Père de trois enfants, il fuit les projecteurs, marqué par l'affaire Benalla : « Je ne serai jamais l’homme derrière ce bureau », confie-t-il.
Le sort du mignon : disgrâce dorée, mais judiciaire
Kolher ne finit pas comme le duc d’Épernon (1) après Henri III, mais il paie le prix. En mars 2025, après la dissolution ratée et les affaires qui s’accumulent, il démissionne – officiellement pour « raisons personnelles », en réalité pour fuir la lumière. Il rejoint Société Générale comme directeur général-adjoint et président de la banque d’investissement en juin 2025, un parachutage juteux (salaire estimé à 500 000 €/an), validé par la HATVP malgré des doutes sur des conflits potentiels avec d’anciens projets étatiques.

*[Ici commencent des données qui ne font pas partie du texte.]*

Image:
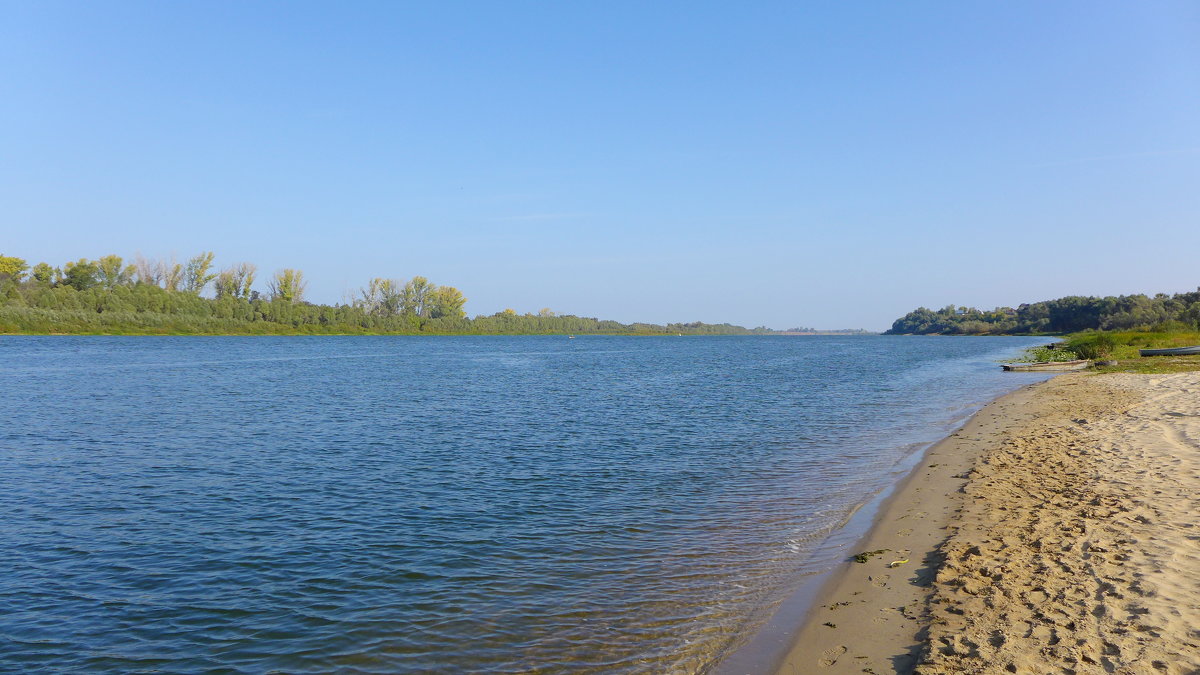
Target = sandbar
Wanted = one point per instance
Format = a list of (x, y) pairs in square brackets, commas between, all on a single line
[(1057, 531)]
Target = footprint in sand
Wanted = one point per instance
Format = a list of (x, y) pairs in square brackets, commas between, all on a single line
[(831, 656)]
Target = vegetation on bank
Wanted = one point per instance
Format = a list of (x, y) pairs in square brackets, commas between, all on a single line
[(1072, 314), (148, 297), (1120, 351)]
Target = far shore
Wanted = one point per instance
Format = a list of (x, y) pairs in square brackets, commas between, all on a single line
[(1055, 532)]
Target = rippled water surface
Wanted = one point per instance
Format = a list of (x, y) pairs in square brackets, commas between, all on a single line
[(393, 505)]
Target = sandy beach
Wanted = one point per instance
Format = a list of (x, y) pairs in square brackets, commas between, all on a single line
[(1055, 532)]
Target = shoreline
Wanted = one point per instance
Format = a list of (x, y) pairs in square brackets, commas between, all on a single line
[(883, 615), (795, 629)]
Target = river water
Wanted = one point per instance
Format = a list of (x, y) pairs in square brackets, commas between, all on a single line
[(442, 505)]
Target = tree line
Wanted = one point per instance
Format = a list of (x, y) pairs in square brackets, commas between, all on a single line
[(1071, 314), (148, 296)]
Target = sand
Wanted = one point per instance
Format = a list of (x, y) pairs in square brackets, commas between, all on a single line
[(1059, 531)]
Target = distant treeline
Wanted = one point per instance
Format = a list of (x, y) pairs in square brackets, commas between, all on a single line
[(109, 296), (1065, 315), (828, 332)]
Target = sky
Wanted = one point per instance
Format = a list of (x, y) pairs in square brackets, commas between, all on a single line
[(826, 165)]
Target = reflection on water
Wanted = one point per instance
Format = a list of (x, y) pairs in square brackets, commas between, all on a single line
[(617, 505)]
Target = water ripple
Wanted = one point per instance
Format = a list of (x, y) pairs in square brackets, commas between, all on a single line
[(383, 505)]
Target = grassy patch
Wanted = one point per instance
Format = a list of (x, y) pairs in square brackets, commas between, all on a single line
[(1123, 346), (868, 555)]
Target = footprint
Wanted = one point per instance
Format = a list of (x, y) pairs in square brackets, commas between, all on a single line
[(831, 656)]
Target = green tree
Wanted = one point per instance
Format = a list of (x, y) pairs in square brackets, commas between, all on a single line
[(81, 274), (415, 297), (111, 272), (288, 285), (447, 303), (45, 274), (382, 297), (12, 268), (172, 274), (196, 274)]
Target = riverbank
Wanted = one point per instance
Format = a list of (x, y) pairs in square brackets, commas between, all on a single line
[(1056, 531)]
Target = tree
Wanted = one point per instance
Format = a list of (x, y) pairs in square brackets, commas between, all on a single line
[(447, 302), (81, 274), (196, 275), (382, 297), (246, 273), (12, 268), (45, 274), (415, 297), (172, 274), (148, 270), (113, 273), (288, 285)]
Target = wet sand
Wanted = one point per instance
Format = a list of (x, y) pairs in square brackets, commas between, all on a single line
[(1059, 531)]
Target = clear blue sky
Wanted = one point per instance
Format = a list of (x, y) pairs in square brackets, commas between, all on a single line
[(779, 163)]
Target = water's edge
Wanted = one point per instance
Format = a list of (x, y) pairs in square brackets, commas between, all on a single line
[(766, 650)]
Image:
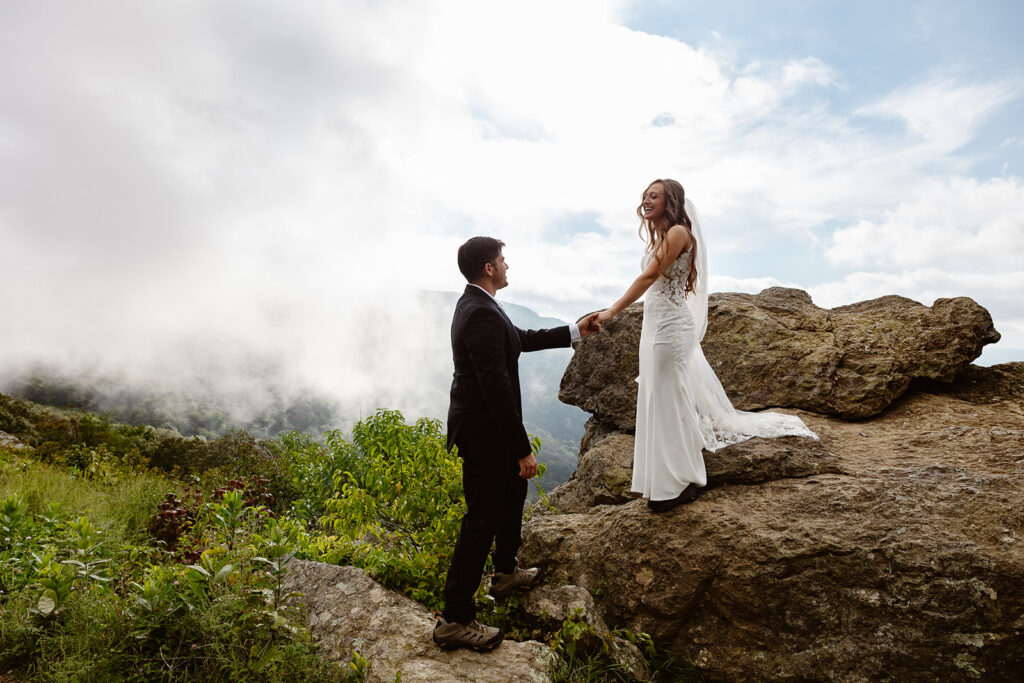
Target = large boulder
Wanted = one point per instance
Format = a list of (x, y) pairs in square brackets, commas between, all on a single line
[(776, 348), (604, 473), (899, 556), (349, 611)]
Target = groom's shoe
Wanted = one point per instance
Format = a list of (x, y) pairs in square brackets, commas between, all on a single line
[(504, 585), (453, 635), (686, 496)]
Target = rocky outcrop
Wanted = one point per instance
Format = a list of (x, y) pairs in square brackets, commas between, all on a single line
[(348, 610), (891, 549), (604, 472), (549, 607), (776, 348)]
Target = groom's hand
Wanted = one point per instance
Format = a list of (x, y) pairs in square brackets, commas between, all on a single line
[(527, 467), (589, 325)]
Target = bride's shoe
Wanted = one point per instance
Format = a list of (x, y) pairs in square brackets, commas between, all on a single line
[(685, 496)]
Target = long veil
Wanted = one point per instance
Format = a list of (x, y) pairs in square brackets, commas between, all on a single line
[(721, 424)]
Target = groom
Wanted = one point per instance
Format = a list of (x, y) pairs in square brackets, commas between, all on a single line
[(485, 423)]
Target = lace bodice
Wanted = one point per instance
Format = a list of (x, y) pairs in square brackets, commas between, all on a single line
[(671, 286)]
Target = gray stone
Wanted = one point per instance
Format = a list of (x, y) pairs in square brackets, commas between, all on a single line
[(348, 610), (776, 348), (892, 549)]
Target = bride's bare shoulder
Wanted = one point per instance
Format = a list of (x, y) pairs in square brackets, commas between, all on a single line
[(680, 235)]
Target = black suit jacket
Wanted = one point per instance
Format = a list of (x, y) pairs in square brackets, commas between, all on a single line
[(485, 413)]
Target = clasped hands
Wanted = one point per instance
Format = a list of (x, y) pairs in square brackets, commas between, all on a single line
[(591, 325)]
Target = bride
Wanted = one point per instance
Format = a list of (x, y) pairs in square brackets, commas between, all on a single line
[(681, 406)]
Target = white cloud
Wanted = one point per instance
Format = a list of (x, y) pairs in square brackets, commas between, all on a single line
[(261, 171), (944, 114), (961, 223)]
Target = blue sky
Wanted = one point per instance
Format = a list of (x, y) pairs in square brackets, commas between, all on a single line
[(256, 173)]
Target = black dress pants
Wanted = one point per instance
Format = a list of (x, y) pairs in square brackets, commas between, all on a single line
[(495, 496)]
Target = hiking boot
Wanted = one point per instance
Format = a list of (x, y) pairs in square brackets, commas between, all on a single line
[(453, 635), (686, 496), (503, 585)]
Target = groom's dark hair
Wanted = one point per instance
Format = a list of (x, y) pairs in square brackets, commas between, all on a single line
[(476, 253)]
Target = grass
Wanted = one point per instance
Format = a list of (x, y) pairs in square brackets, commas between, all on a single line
[(87, 594)]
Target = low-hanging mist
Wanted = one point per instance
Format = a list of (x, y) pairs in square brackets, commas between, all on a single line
[(392, 352)]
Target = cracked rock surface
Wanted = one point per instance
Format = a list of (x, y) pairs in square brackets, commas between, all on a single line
[(348, 610), (776, 348), (892, 549)]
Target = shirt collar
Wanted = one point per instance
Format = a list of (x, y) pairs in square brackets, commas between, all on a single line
[(484, 291)]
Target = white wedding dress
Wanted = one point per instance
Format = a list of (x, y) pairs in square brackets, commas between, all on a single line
[(681, 406)]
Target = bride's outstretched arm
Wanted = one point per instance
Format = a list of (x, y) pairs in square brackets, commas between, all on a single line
[(677, 240)]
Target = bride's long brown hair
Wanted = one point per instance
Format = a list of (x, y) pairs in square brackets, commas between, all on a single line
[(675, 214)]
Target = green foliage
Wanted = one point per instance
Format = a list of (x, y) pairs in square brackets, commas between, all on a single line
[(104, 575), (62, 616), (396, 510)]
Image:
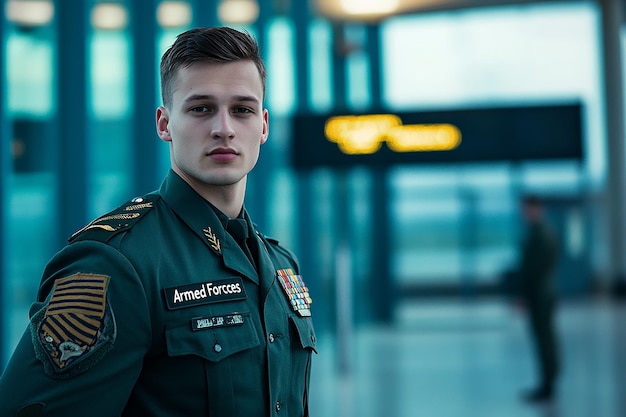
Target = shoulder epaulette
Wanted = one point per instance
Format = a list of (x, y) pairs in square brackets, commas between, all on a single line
[(123, 218)]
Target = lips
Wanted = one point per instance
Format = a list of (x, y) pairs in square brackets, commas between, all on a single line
[(223, 151), (223, 155)]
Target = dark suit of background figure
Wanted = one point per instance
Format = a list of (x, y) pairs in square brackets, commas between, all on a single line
[(539, 255)]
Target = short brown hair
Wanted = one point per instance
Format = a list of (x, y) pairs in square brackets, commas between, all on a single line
[(208, 44)]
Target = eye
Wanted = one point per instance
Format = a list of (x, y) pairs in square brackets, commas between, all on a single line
[(200, 109), (242, 110)]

Remplacé par Emmanuel Moulin (ex-Dircab d’Attal), il laisse un vide : « Un grand serviteur de l’État », pleurent les ministres.
Mais les détracteurs ironisent : « Le vice-président s’en va avec ses casseroles. »
Kohler illustre le mignonisme macronien : brillant, loyal, intouchable… jusqu’à ce que le prince faiblisse.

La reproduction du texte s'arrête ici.